Like tiny cut glass gems on a thrift-store necklace, the tracks on Girlpool’s Powerplant are short trinkets of sound.
Unlike Girl Band who disappointed me by being men, Girlpool were formed in LA by Harmony Tividad and Cleo Turner. They have already achieved plenty. Despite being only 21 and 20, Powerplant will be Girlpool’s second album. Their sound has been bolstered by the addition of drummer Miles Wintner, a format that suits other American bands like Football Etc.
Only two of the twelve tracks make it over three minutes. Most hover around the two minute mark. Songs such as ‘123’ and ‘Sleepless’ are grown-up nursery rhymes, reinforced by a whispery vocal. Everything seems as if it is being breathed under the covers or like a fearful secret from behind closed hands. In the centre of the songs, the softness breaks out and the vocals combine like those of Tanya Donelly and Kristin Hersh.

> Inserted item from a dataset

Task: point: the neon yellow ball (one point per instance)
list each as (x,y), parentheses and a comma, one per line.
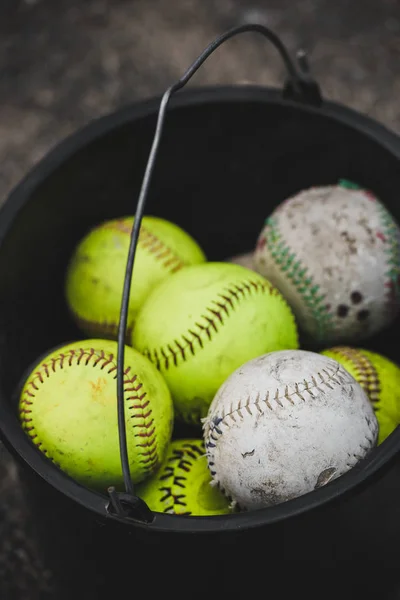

Some tracks are cutely off-beat, like the humour in Juno. ‘Corner Store’ begins with a guitar from a country song but sings about ‘plastic coated picture frames’. It also has the best line on the album, ‘I want to be a puzzle superglued to you.’ Others are deceptively simple like the splendid ‘Your Heart’ with its enticing fade out. There are also rare moments of aggression. ‘Kiss And Burn’ has a jangly guitar that almost plays a riff but this is overlaid with voice that is much higher in pitch than the other tracks. This obscures the lyrics but not the pain.
It is clear that Powerplant takes self-knowledge and an exploration of the internal as a focus. This means that some tracks can seem very enigmatic. On the slower ‘Fast Dust’, Tividad and Turner are broken angels hurling themselves from the heaven in time to sing on the secular hymn of ‘High Rise’.
The album begins to take itself seriously by the last four tracks. ‘Soup’ makes glorious musical poetry out of taking out the rubbish. Girlpool inhabit a world that seems harsh in which their songs act as protective shells. The people in there with them don’t seem to fair much better, ‘All of these flowers are too much for you.’
The final two tracks are the only ones that extend into territory beyond three minutes. It’s such a relief to realise that they can actually do it. ‘Static Somewhere’ has Wintner on hynoptic tribal drums and it’s another track with that ‘girl trapped under the stairs practising magic’ vocal. You really are left to wonder what would happen if they really let their voices fly.
At once soft and fragile, bitter and abrasive, Powerplant is like eating a bag of sherbet lemons.
Powerplant will be released on 12th May through Anti Records.